In something that would only ever happen if you were a wealthy Hollywood celebrity, Russell Crowe has revealed he once bought a £23,500 dinosaur skull from Leonardo DiCaprio when he was drunk.

“I bought it for my kids,” the Gladiator actor told Howard Stern on his SiriusXM Satellite show on Wednesday, “and you know, cut myself a little bit of slack here, there was a bunch of vodka involved in the transaction and it happened at Leonardo's house”.

Stern asked how the strange transaction came about, to which Crowe explained that DiCaprio had seen another dinosaur skull on the market that he really wanted, so was trying to sell the one he already owned.

“And I said, 'Well, I'll buy it',” Crowe recalls, “I said 'How much you want for it?'

"He was pretty cool about it, he said, 'Just give me what I paid for it', and I think he paid 30, 35 grand for it.”

When asked why he decided to make the purchase, which occurred in 2008, Crowe said that at the time, his children were fascinated with dinosaurs. “So I said, 'Here you go, here's one for the playroom’,” he explained.

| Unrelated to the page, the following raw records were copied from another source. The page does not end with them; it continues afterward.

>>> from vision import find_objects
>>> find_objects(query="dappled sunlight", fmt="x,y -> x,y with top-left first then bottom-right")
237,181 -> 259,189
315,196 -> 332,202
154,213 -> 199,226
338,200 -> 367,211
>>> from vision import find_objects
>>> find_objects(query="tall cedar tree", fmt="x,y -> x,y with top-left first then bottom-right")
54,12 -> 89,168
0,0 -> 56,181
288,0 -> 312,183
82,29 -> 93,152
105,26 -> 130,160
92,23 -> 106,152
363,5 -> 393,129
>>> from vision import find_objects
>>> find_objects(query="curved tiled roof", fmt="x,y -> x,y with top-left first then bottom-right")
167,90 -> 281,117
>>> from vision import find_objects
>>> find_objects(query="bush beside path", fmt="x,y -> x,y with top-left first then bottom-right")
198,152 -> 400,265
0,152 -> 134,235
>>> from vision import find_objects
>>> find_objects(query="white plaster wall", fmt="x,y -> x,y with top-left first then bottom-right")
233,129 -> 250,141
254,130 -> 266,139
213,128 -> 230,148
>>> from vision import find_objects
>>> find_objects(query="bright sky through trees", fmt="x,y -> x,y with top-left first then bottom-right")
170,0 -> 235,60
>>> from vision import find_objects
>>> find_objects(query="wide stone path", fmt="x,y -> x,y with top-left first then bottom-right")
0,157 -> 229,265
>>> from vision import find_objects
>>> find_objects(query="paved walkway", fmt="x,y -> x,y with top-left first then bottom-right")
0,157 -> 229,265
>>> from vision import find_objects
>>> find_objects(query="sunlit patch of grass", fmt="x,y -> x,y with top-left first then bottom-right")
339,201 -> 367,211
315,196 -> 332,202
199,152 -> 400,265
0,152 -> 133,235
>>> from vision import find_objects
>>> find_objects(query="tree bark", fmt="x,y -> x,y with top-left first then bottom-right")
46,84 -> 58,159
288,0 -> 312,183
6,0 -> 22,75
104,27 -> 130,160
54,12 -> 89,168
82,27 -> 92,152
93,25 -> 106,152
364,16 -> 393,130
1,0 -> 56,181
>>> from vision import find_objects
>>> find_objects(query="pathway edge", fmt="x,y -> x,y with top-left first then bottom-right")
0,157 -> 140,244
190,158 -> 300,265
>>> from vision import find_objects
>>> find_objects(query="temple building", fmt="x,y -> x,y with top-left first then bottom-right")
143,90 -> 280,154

The 55-year-old actor couldn’t recall what kind of dinosaur it was.

The skull was sold in an auction for $65,000. (Sotheby's Australia)

In 2018, the actor sold the dinosaur head via Sotheby’s Australia as part of an auction called "Russell Crowe: The Art of Divorce" that was famously arranged to help Crowe fund his divorce from actor Danielle Spence.

Sotehby’s identified the skull as being from a Mosasaur and described it as a “fossil relative of the monitor lizard family, which includes the Komodo Drago, the Mosasaur was a giant, serpentine marine reptile, which was prevalent during the Late Cretaceous Period, approximately 65 million years ago.

“Mosasaurs were formidable hunters, with a double-hinged jaw and a flexible skull enabling them to eat their prey whole."

The auction consisted of 226 items in total, including several props used by Crowe in his most famous films, and raised more than $3.7m (£2.9m).

Crowe told Stern the skull had “almost doubled in value” since he sold it. Sothetby’s states that the item was sold for $65,000 (£51,129) at hammer price.